Bad Quarterback Performance Of The Week: C.J. Beathard Can't Even Suck Right

Welcome to Bad Quarterback Performance Of The Week, a recurring feature in which we celebrate the worst quarterback play the NFL has to offer.

The San Francisco 49ers are gross and they disgust me. Here is a team that scores 16.6 points per game and features one of the least ambitious offenses in the league. The Niners love nothing more than a futile checkdown, which is how they’ve managed to average a piddling six yards per attempt this season. Somehow, even with this addiction to going short, the team has completed just 56.2 percent of its passes; only the Browns are worse. This is what shitty football looks like.

When we last checked in with the Niners, it was Brian Hoyer entrusted with firing this pop gun at defenses. Hoyer was later benched, and has now been released to make room for the freshly acquired Jimmy Garoppolo (more on that later). The arrival of Garoppolo also means it’s the end of the line for rookie quarterback C.J. Beathard, who replaced Hoyer and started the last two games.

Sunday’s loss to the Eagles was not a good game for Beathard to go out on. He completed just 17 of his 36 very short pass attempts, for a total of 167 yards. He did manage one touchdown, but also tossed two picks. Beyond that, he made some throws that I’m still struggling to understand. What’s going on here?

Or here?

Despite these awful throws, Beathard is not solely responsible for the ass-kicking the Niners endured on Sunday. Again, this is an offensive scheme designed to suck the soul out of fans, one five-yard checkdown at a time. Only two 49ers wide receivers—Trent Taylor and Pierre Garcon—were even targeted during the game, and they got a combined seven balls thrown at them.

What Beathard is responsible for is not even being able to execute his team’s rudimentary scheme. He spent most of the game checking down to running back Carlos Hyde, but even those simple pitches and catches posed problems. This pass, which was actually completed, is representative:

Hyde had about eight yards of space between himself and the nearest defender, and could have easily turned the corner and gotten up the sideline if Beathard had been able to hit him in stride. Instead, he had to stop to catch an under-thrown ball, which caused him to stumble, which caused him to get his goddamn neck crunched. Hyde spent the afternoon dealing with shit like this.

The few throws that went longer didn’t yield much better results:

Okay, this one was obviously the result of a blown audible, but it’s still a fun visual:

This is who Jimmy Garoppolo, himself a backup quarterback, is coming to save Niners fans from. San Francisco got him in exchange for a 2018 second-round pick—certainly nothing to scoff at—and in the context of an NFL ecosystem that is starved for functioning quarterbacks, the deal makes sense. Even the idea of a halfway decent quarterback is worth a second-round pick.

But taken in a wider context that we might call Things We’ve Generally Learned To Be True About Sports, isn’t it pretty goddamn crazy that Jimmy Garoppolo is a hot ticket?
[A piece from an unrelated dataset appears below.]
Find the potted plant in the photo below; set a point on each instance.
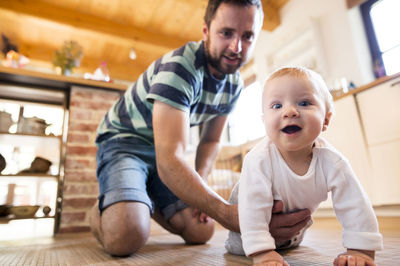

This is a 25-year-old backup who has made two starts and thrown 94 total passes during three seasons in the league. He filled in admirably while starting in place of Brady last season, but Matt Cassel has pulled the same trick before. Let’s not even talk about Matt Flynn.

What the hell kind of sport is this, anyway? It’s one in which the San Francisco 49ers, having played enough miserable football to achieve an 0-8 record, have paid a high price for a solution—the best one available to them! One that probably makes many other teams very jealous!—in the form of some fucking guy who hasn’t even thrown 100 NFL passes.